Kent merkezi sivil mimarinin çok güzel örneklerini barındırmaktadır.
Aracınızı uygun yere bırakıp kentin ara sokaklarında yürürseniz, Muğla
Evlerinin çok güzel örneklerini görürsünüz. 1080 yılında Selçukluların,
1096’da tekrar Bizans’ın1284’de Menteşeoğulları’nın eline geçen kent 1390’da
Osmanlı topraklarına katıldı.
Kentin başlıca dini yapıları Kurşunlu Camisi (1494), Pazar yeri Camisi
(1843), Şahidi Camisi (1848), Şeyh Camisi (Şeyh Bedrettin Mahallesi’nde,
1565) Ulu Cami (Elektrik Fabrikası karşısında, 1344)’dür.

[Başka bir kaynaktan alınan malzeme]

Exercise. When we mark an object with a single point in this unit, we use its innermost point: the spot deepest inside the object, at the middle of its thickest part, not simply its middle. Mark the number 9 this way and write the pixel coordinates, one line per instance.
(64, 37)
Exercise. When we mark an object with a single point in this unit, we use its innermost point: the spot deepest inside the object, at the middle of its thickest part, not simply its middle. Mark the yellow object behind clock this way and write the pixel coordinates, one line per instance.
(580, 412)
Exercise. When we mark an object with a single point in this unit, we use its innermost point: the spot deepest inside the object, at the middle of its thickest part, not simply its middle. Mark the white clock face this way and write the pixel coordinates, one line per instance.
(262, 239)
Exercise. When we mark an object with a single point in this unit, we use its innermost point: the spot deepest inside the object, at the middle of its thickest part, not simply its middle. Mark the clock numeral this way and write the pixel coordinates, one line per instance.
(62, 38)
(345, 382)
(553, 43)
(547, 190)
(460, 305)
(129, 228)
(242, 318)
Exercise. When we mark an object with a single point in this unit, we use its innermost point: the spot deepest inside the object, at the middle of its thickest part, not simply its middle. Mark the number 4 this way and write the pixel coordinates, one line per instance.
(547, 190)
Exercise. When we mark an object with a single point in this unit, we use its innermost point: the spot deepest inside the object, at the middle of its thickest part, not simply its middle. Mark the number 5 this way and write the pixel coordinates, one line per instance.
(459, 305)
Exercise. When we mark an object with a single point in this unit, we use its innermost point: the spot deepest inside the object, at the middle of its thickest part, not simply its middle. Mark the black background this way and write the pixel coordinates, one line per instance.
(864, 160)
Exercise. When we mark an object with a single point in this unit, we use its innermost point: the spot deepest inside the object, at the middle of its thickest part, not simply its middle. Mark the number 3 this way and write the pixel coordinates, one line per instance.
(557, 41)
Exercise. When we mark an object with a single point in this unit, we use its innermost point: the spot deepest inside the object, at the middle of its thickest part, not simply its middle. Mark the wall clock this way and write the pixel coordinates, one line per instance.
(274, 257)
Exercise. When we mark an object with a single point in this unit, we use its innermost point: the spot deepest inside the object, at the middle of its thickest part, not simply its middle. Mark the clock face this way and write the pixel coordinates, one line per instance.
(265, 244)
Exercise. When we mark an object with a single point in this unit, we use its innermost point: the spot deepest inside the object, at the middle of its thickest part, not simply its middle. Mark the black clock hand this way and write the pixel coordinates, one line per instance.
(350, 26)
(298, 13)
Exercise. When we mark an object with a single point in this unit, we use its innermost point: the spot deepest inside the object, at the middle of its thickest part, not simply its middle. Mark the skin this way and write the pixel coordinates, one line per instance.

Osmanlı yapısı Çaputçu, Yanık, Çöllüoğlu ve Sünnetçi hanları görülmeye
değer.
Muğla’nın doğu tarafında, Özlüce Köyü’nde bir Turolian Park oluşuyor.
Boynuzlugiller, gergedangiller, hortumlu memeliler, domuzgiller ve atgiller
ailelerinden önemli fosillerin bulunduğu alanda kazı ve araştırmalara devam
edilmektedir. Bir süre sonra belki de ülkemizin en ilginç doğa müzesi burada
oluşacak.
MUĞLA ÇEVRESİ
Bodrum, Marmaris, Fethiye, Turunç, Datça, Köyceğiz ve çevredeki diğer turizm
merkezlerini ilerideki sayfalarımızda bulacaksınız.
ULA
Muğladaki sivil mimari örneklerinin en güzellerini Ula’da görebilirsiniz.
Muğla’dan 10 km sonra Gökova’ya inen Sakar Geçidi’ne girmeden sola dönüp
Ula’ya girerseniz biraz sonra Akyaka’da göreceğiniz ilginç mimarinin
kaynağını bulacaksınız. Tabii gündüz geçiyorsanız.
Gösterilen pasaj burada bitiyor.